In April 1975, when the Khmer Rouge forces marched on Phnom Penh and took control of the capital, Ponchaud was among the hundreds of foreigners and Cambodians who found themselves at the French Embassy on Monivong Boulevard. Following days of negotiations with the Khmer Rouge leaders who ordered Cambodians to leave the compound, except for some women who could prove they were married to foreigners, people were taken to the Thai border by truck.   

“I was the last one to leave the French Embassy,” recalled Ponchaud. “I’m the one who handed over the keys of the embassy to the [Khmer Rouge] vice-president in charge of the north sector.” This was on May 8, 1975.

Back in France, Ponchaud started to gather information on the Khmer Rouge regime. To get the testimonies of Cambodians who had fled the country since the start of the regime, he travelled throughout France and to countries where they had taken refuge such as Canada, the United States and so on.

After the fall of the regime in January 1979 and during the 1980s, Ponchaud would go to Thailand and work in the Cambodian refugee camp Site 2.

Father Francois Ponchaud is photographed on Dec. 14, 2021 during a book signing session at the Carnets d'Asie bookstore at the French Institute in Phnom Penh. Photo: Kavi CHHAY


In his book released in 1977 in French and in English, he does not mince words regarding the United Nations and the international community’s inaction regarding the Khmer Rouge regime in spite of distress calls made by Cambodians.

In his last chapter, he wrote, “[The regime] is a perfect example of the application of an ideology pushed to the furthest limit of its internal logic. But the furthest limit is too far and ‘too far’ is akin to madness—for in this scheme of society, where is man?

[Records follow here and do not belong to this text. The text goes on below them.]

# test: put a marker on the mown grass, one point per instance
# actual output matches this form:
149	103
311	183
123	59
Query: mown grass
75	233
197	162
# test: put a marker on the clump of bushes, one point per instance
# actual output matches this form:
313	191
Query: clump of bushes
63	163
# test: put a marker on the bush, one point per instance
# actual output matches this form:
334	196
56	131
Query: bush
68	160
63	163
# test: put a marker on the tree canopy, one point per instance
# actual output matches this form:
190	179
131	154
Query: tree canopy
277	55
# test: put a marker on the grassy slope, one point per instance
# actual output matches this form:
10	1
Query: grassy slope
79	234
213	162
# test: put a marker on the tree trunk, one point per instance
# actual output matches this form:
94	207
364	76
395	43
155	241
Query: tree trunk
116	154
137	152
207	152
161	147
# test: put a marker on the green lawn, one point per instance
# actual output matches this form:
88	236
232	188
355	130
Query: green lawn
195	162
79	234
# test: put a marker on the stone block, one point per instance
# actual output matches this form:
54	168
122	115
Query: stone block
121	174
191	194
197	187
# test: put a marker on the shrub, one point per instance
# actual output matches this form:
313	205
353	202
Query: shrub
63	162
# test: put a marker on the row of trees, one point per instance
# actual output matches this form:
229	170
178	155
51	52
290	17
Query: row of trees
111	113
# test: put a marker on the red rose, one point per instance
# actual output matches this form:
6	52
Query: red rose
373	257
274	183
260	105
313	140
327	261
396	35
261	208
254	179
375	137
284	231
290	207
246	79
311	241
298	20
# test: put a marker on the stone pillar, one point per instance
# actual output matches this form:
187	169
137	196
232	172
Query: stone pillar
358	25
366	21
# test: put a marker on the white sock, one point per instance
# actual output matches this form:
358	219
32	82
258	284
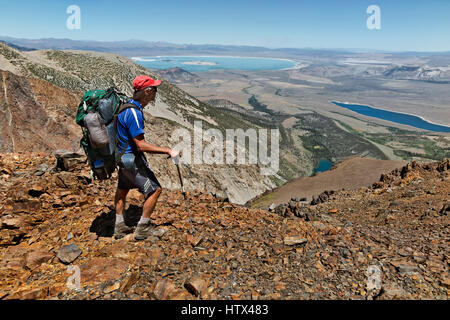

“The smile of the Leper-King has frozen into a grimace of death,” he concluded.

When he returned to Cambodia in the 1990s following the signing of the Paris Peace Agreements in 1991, Ponchaud worked on translating Christian documents in Khmer. He had just finished translating explanations of the New Testament in Khmer when he left the country in December 2021.

In his opinion, some Catholic traditions should be adapted to the country rather than asking Cambodians to adapt to all Western ways, such as designing churches with either lower seats or cushions on mats on the floor rather than the rows of stiff seats of the traditional churches.

In a small book entitled “Together, In Search of the Light,” he had written in 2006, Ponchaud had said: “[t]he Buddhists as well as the Christians seek to follow a way that they themselves do not see clearly…even if we belong to different religions, we can come together and shine as the light for the world today.”

As he was getting ready to say goodbye to Cambodia, Ponchaud said he would be leaving with happy memories of people in the country. “This joy of the Cambodians is everywhere,” he said. “This joy at the Water Festival…when they go to the countryside, it’s all joy. And their joyfulness warms one’s heart.”